The Phase 1/2 trial, known as INCLINE-101 (NCT05399654), is an open label, multicenter, dose escalation and expansion study of TAC-001 in patients with select advanced or metastatic solid tumors. It is designed to evaluate the safety, pharmacokinetics and preliminary anti-tumor activity of TAC-001 administered intravenously.
"TAC-001 is unique in that it integrates B cells and TLR9 activation to trigger innate and adaptive anti-tumor immune responses, and in preclinical studies demonstrated potent single-agent activity," said Candy Bermingham, Ph.D., vice president, clinical science at Tallac Therapeutics. "We look forward to better understanding the clinical utility of TAC-001 in advanced solid tumors and the potential of this molecule to address the high unmet treatment needs that remain in multiple cancer types."
Toll-like receptor 9 (TLR9) agonists are a class of immunotherapy that generate both innate and adaptive immune response, which may produce more robust and durable anti-cancer immunity to help overcome resistance to standard-of-care oncology treatments. TLR9 agonists have demonstrated clinical activity in melanoma patients when administered intratumorally. B cells express TLR9 and play pivotal roles in the immune system, and represent a major component of the tumor microenvironment, where they are predominantly associated with tertiary lymphoid structure (TLS). The presence of B cells and TLS is a positive prognostic factor and predicts treatment response to checkpoint inhibitors in multiple solid tumor types.
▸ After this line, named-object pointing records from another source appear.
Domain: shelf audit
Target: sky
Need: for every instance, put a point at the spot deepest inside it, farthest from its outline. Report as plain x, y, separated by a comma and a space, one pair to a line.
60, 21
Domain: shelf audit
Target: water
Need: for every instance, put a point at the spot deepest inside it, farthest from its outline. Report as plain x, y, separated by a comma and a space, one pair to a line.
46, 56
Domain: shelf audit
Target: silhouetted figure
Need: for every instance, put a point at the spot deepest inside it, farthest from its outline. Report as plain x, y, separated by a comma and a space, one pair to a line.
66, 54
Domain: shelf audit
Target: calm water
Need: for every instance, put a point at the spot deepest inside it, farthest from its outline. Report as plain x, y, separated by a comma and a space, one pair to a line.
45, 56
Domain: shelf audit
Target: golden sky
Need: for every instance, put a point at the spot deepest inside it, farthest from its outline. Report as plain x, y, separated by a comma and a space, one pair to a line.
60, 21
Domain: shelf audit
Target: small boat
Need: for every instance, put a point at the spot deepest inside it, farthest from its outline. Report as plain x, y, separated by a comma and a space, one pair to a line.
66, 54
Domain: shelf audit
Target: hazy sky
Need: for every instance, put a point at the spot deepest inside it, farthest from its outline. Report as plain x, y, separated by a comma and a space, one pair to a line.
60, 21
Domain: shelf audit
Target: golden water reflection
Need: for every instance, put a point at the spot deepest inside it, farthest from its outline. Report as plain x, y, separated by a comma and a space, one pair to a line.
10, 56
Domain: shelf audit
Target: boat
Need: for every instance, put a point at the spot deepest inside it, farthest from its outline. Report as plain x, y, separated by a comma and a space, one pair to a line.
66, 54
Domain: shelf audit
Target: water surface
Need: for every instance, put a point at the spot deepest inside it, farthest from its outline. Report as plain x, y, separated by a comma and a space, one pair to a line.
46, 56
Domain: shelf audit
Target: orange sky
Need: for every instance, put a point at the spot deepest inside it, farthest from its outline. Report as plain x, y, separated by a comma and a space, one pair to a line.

Tallac Therapeutic’s TRAAC platform is designed to deliver a potent and differentiated TLR9 agonist (T-CpG) for targeted immune activation via systemic administration. TAC-001 is an antibody-oligonucleotide conjugate, comprised of T-CpG conjugated to an antibody against CD22, a receptor restricted to B cells, including tumor-infiltrating B cells. Preclinical studies demonstrate that the innate and adaptive immune responses triggered by TAC-001 leads to robust, curative, and durable single agent anti-tumor activity in checkpoint inhibitor resistant and refractory tumor models. Increased B cell infiltration, T cell effector functions and modulation of suppressive myeloid cells within the tumor microenvironment were observed following systemic TAC-001 administration. These results support the development of TAC-001 for a broad range of solid tumor malignancies, particularly in the tumor types with B cell/TLS involvement.
About TAC-001
TAC-001 is a Toll-like Receptor Agonist Antibody Conjugate (TRAAC) comprised of a potent toll-like receptor 9 agonist (T-CpG) conjugated to an antibody against CD22, a receptor restricted to B cells, including tumor-infiltrating B cells. TAC-001 is designed to systemically deliver T-CpG to B cells by binding to CD22, leading to internalization of TAC-001, TLR9 signaling, B cell activation and a cascade of immune reactions. Preclinical studies demonstrate that the innate and adaptive immune responses triggered by TAC-001 leads to potent anti-tumor activity. TAC-001 is being developed for the potential treatment of solid tumors.